Use technology to share information, goods, resources: it’s the sharing economy.
One of the many variations of this “sharing economy” is P2P Lending (or Social Lending)
An alternative finance model in which, thanks to technology, individuals make their savings available to those who request a loan, without bank intermediation .
P2P Lending is very widespread all over the world: just think that in 2016, only in the US, 24 billion dollars were provided through online platforms.
However, in Italy, the affirmation of this model of ethical finance is lagging behind other countries.
Why? The reasons for this are more than one. The main one concerned the type of taxation, not very beneficial for lenders. But now things have changed profoundly: 2018 will be the year of the breakthrough of P2P Lending in Italy.
In fact, in December 2017, the Italian Parliament finally approved an amendment according to which P2P Lending is no longer taxed on the basis of the income tax rate relative to the investor, but with a single rate of 26% , as for any other form of investment financial.
Parliament has also recognized, from a legislative point of view, that P2P Lending is an important part of the Fintech sector, where finance and technology meet. Behind the promulgation of the amendment must read the desire to bring Italy to the same level as its European neighbors. Because P2P is a model that works, and that can help to grow the economy.
P2P Lending is a form of high yield investment, and has low volatility. Make a loan to a private individual, and each month receive a repayment consisting of an interest and a principal amount. Everything is clear and linear, without the fluctuating trend of other financial instruments.
However, as with any other form of investment, Social Lending also has some risk factors. But with Social Lending, a P2P Lending platform monitored by the Bank of Italy , these factors are drastically reduced. Here because:
You choose how much to risk.
With Social Lending it is the lender who decides how much he wants to risk. You can invest on 3 different markets: Conservatives, which includes applicants whose loans are very solid, Balanced, and finally Dynamic, where the borrowers that are more risky are grouped together, but which allow for greater remuneration. You establish the most suitable market for you.
Diversify to reduce risk .
If you decide to invest € 1,000, your money will not go into the hands of a single applicant, but will be divided into small parts, for example € 20. You will then lend your € 1,000 to 50 different applicants.
Credit recovery in the event of non-payment .
If the applicant does not have to repay the loan on time – and if there is no agreement – Social Lending proceeds to recover the amounts due. The lender will be able to recover what has been lent, following the legal process.

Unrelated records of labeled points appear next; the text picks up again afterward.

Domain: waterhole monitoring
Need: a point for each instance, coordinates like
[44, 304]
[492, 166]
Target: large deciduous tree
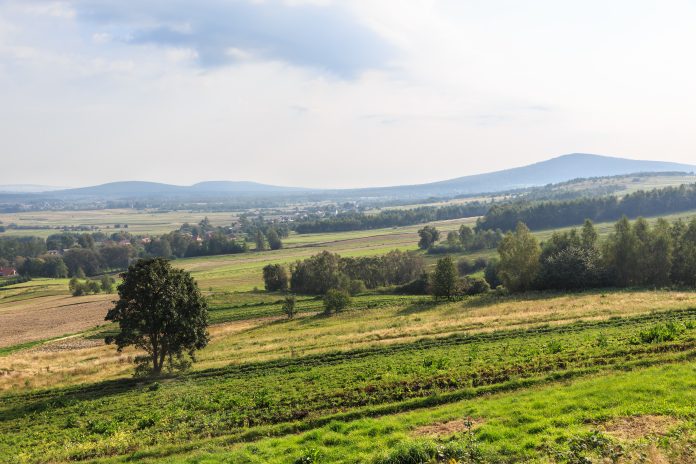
[160, 310]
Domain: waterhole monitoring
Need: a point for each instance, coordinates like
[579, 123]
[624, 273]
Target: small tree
[76, 288]
[466, 235]
[160, 310]
[445, 280]
[428, 236]
[107, 284]
[289, 306]
[335, 300]
[93, 286]
[260, 240]
[275, 278]
[519, 259]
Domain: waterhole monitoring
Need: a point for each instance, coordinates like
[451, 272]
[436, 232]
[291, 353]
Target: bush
[107, 284]
[275, 278]
[289, 306]
[78, 288]
[476, 286]
[415, 287]
[356, 287]
[491, 274]
[335, 300]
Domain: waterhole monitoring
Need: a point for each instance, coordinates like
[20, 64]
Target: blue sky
[337, 93]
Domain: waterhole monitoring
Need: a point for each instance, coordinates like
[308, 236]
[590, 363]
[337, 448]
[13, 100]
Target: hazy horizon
[332, 94]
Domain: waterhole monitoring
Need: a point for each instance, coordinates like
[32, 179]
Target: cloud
[325, 37]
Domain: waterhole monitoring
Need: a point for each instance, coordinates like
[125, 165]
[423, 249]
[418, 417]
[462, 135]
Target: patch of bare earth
[67, 344]
[636, 427]
[445, 429]
[51, 317]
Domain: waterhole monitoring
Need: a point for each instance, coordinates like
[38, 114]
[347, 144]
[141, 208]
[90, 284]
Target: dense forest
[633, 255]
[552, 214]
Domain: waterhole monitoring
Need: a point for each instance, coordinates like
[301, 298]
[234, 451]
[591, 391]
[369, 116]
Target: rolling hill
[555, 170]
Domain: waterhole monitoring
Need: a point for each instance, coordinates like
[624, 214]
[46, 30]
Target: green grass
[239, 402]
[516, 426]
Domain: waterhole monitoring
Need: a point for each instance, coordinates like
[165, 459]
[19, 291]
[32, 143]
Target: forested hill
[552, 214]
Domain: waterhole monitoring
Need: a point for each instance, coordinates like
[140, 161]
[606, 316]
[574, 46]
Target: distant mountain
[240, 186]
[141, 189]
[27, 188]
[555, 170]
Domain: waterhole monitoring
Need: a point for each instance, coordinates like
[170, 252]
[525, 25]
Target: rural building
[7, 271]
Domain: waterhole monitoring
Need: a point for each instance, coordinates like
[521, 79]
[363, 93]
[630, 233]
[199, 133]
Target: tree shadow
[28, 403]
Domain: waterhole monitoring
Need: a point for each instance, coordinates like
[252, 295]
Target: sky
[333, 94]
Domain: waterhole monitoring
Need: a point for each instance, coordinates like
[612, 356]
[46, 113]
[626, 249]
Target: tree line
[464, 239]
[634, 255]
[553, 214]
[325, 271]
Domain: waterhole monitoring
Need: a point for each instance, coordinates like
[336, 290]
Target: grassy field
[140, 222]
[541, 377]
[345, 382]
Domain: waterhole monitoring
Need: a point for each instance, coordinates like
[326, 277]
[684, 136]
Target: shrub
[107, 284]
[335, 300]
[289, 306]
[415, 287]
[491, 274]
[445, 284]
[356, 287]
[476, 286]
[275, 278]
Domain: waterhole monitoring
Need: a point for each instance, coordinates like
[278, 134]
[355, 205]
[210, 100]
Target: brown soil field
[49, 317]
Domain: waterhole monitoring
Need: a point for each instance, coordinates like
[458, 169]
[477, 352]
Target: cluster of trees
[552, 214]
[445, 283]
[465, 239]
[634, 254]
[324, 271]
[180, 244]
[389, 218]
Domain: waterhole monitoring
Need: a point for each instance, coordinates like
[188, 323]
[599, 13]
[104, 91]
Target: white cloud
[473, 87]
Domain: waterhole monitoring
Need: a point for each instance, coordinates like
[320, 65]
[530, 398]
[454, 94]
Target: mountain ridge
[554, 170]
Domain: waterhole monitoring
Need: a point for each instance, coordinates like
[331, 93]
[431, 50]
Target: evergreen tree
[445, 279]
[260, 240]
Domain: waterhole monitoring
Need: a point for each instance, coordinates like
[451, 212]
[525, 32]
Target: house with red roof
[7, 271]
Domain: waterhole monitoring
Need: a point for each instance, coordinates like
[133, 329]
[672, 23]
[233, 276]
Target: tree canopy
[160, 310]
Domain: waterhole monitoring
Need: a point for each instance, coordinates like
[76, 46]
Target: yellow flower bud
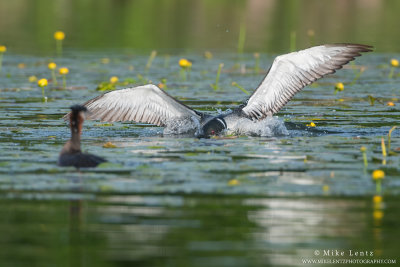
[59, 35]
[339, 87]
[63, 71]
[184, 63]
[378, 174]
[114, 79]
[52, 65]
[42, 82]
[394, 62]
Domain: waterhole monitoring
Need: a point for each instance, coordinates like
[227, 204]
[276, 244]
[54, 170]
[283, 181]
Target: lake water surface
[182, 201]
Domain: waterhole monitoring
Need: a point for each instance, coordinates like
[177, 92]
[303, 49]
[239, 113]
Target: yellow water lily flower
[394, 62]
[233, 182]
[184, 63]
[377, 199]
[42, 82]
[52, 65]
[378, 174]
[63, 71]
[114, 79]
[339, 87]
[32, 79]
[59, 35]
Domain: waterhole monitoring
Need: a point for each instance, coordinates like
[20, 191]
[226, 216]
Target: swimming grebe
[288, 74]
[71, 154]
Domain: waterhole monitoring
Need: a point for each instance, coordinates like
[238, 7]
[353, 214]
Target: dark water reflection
[179, 230]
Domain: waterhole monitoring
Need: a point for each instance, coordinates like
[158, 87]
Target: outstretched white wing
[292, 72]
[147, 103]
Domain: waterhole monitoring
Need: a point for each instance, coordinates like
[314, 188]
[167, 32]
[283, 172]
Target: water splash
[182, 126]
[266, 128]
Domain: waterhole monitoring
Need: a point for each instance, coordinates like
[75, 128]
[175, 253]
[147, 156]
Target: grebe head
[77, 117]
[213, 127]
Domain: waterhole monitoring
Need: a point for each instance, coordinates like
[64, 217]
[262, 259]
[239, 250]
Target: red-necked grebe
[71, 154]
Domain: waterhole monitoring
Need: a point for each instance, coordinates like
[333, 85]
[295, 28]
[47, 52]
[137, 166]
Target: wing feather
[147, 104]
[292, 72]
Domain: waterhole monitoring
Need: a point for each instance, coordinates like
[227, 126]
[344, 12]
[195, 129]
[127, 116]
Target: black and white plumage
[288, 74]
[71, 154]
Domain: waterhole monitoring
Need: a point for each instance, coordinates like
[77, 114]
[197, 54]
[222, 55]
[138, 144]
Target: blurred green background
[27, 26]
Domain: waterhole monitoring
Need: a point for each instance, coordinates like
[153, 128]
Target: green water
[181, 201]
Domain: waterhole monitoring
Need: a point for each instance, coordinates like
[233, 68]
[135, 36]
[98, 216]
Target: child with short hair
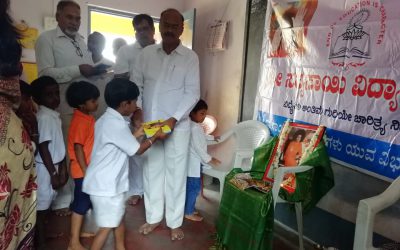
[82, 96]
[106, 179]
[27, 113]
[50, 162]
[197, 155]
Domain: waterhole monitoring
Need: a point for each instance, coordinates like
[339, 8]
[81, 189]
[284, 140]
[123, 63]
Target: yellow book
[150, 128]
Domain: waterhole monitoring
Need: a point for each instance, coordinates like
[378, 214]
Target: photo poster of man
[336, 64]
[296, 143]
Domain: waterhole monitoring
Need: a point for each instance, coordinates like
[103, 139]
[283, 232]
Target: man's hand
[170, 123]
[87, 70]
[214, 162]
[139, 132]
[137, 118]
[55, 180]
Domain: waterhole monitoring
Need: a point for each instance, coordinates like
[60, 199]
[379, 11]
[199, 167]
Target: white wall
[220, 72]
[33, 11]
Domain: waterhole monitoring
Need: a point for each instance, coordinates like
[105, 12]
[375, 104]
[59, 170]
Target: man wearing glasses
[62, 54]
[144, 33]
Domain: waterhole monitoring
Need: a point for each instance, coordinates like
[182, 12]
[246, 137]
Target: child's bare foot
[54, 235]
[62, 212]
[147, 228]
[76, 246]
[87, 234]
[177, 234]
[134, 199]
[194, 217]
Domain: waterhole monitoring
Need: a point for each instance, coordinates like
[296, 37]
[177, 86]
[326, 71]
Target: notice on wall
[337, 64]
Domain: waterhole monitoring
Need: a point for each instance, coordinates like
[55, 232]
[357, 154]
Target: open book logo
[352, 47]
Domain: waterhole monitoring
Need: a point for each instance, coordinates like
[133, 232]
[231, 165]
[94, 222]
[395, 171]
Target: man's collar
[60, 33]
[137, 45]
[180, 49]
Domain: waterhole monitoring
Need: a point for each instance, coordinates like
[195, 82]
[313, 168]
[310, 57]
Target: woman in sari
[17, 172]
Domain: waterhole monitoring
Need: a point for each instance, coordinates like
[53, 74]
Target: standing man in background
[96, 44]
[144, 32]
[168, 73]
[62, 54]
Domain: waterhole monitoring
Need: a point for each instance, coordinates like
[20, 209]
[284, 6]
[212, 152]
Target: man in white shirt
[62, 54]
[96, 44]
[168, 74]
[126, 58]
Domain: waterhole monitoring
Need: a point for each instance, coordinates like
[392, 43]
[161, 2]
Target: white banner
[336, 63]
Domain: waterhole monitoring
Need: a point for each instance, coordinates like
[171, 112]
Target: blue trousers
[193, 185]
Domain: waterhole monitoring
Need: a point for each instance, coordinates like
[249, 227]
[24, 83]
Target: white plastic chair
[278, 179]
[367, 209]
[248, 136]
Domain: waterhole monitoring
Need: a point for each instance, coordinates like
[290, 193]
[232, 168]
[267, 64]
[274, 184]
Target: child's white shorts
[108, 211]
[45, 192]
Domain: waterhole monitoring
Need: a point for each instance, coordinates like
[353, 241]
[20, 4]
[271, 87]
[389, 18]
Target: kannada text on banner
[337, 64]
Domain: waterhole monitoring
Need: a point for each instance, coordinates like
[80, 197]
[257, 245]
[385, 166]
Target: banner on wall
[336, 63]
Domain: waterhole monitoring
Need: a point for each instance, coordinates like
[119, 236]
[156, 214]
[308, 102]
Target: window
[114, 24]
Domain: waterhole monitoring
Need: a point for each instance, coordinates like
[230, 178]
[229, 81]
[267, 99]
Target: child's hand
[55, 180]
[138, 132]
[160, 135]
[214, 162]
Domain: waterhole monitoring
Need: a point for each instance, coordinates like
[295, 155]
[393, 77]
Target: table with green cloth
[246, 217]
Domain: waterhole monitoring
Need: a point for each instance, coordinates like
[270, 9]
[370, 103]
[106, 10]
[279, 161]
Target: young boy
[106, 179]
[26, 111]
[50, 162]
[197, 155]
[82, 96]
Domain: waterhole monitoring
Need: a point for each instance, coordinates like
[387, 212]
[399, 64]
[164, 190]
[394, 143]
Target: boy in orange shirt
[82, 96]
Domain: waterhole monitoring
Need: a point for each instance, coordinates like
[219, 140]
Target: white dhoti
[45, 191]
[135, 175]
[164, 179]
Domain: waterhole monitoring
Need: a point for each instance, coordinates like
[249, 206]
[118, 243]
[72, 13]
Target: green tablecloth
[246, 218]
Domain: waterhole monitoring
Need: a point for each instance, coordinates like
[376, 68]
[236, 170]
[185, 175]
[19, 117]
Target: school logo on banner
[337, 64]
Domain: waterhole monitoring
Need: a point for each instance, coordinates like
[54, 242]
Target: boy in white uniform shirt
[197, 155]
[50, 162]
[106, 179]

“Social Lending Lender Protection” protection fund .
In the event that the legal process is not successful, Social Lending will activate, up to the fund capacity, the Social Lending Lender Protection, a protection fund to repay the unpaid capital by the debtor: an important guarantee to protect lenders.
But investing with Social Lending agrees? The answer is yes: investments make up to 6.5%, much more than those of many other financial instruments.
If you are looking for a form of intelligent investment, supportive and with excellent returns, Social Lending is the best solution. A model of alternative finance, made by people and for people, that looks to the future. Invest now.